Fa strano, anzi non fa strano per niente, semmai un po' di rabbia a quelli come me, che un posto del genere, una riserva incontaminata e abitata dalle Bertucce di Gibilterra, in totale stato brado, sia stata così "turistizzata". La Cueva de San Miguel adesso è a pagamento, c'è tutto un percorso turistico che comprende questa grotta, quella di Gorham, con resti di Uomo di Neanderthal, che sale su fino al Castillo Arabe de Gibraltar, tutto a pagamento. Che gran peccato.
Ma tant'è, ho perso un po' di magia ma ho preso un po' di conoscenza. Un buon compromesso in fondo.
Bisogna fare molta attenzione sul Peñon: qui i padroni non son mica i turisti. Qui i padroni sono le scimmie. Che rivendicano ogni cosa. Collane, bracciali, anelli, occhiali, macchine fotografiche. Con me, hanno rivendicato un Mars. Avevo un euro, avevo fame, avevo le scimmie vicine. Ho perso. Ma son qui a raccontarlo, e quindi a mio modo di vedere, ho vinto.
Dalle porte di Gibilterra, alla La Línea de la Concepción, ho preso il bus verso Tarifa, dove ogni giorno partono diversi traghetti e aliscafi verso Tangeri. Parto di buon mattino, in un'oretta sono a Tarifa, e altrettanto serve per attraversare lo stretto e trovarmi in un altro continente.
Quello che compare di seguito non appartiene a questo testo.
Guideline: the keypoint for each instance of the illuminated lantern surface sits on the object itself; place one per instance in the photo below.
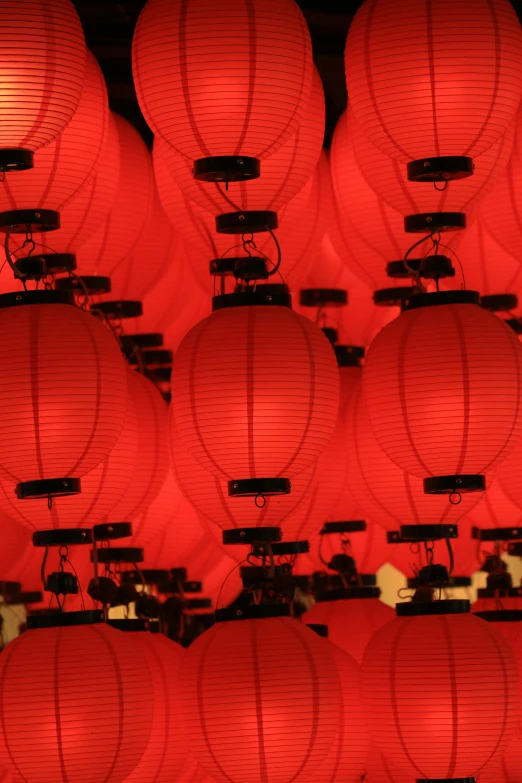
(442, 387)
(63, 388)
(63, 167)
(282, 674)
(53, 670)
(408, 68)
(461, 667)
(42, 50)
(275, 392)
(231, 78)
Appena messo piedi a Tangeri, sboccia il profumo d'Africa. Forte, persistente, inebriante. Palpabile. Siamo sulla Porta dell'Africa, così è chiamata Tangeri. Una cittadina vivace, con angoli e viuzze caratteristiche, con la sua bella Medina, con il Palazzo del Sultano e la Grande Moschea. Eppure qualcosa suona in modo un po' stonato; che abbia provato a indossare abiti dell'Occidente? Così m'è parso, con i suq persino più ordinati e puliti dei mercati di Sicilia, con atteggiamenti un po' imborghesiti rispetto alle vicine tetuan, Ceuta, o Fes. Sarà che Tangeri assorbe bene, abituata com'è alle dominazioni: fenicia, cartaginese, romana, vandala, bizantina, araba, portoghese, spagnola e britannica. Forse ha perso un po' d'Africa per strada. Non so poi se sia Africa invece avere bambini tra i piedi a caccia di un "regalo", guide turistiche o pseudotali che forse un po' troppo insistentemente ti propongono di accompagnarti per la città. Non so se sia Africa una spiaggia così sporca. Lo è forse l'odore forte di tabacco, ma chissà se era questo a ispirare Delacroix e Borroughs. Forse mi aspettavo di trovare una Tangeri degli anni '20, quella di Humphrey Bogart e Ingrid Bergman, sebbene il traguardo del 2000 sia stato passato dal un decennio e mezzo. Speravo anche io di essere ispirato da un luogo di pellegrinaggio, ed invece ho trovato piuttosto troppi yacht e poco sapore d'Africa. Ma è una sensazione tutta mia. D'altra parte, se stai cercando vermi per la pesca, persino una pepita d'oro in mezzo alla sabbia può deludere le tue aspettative.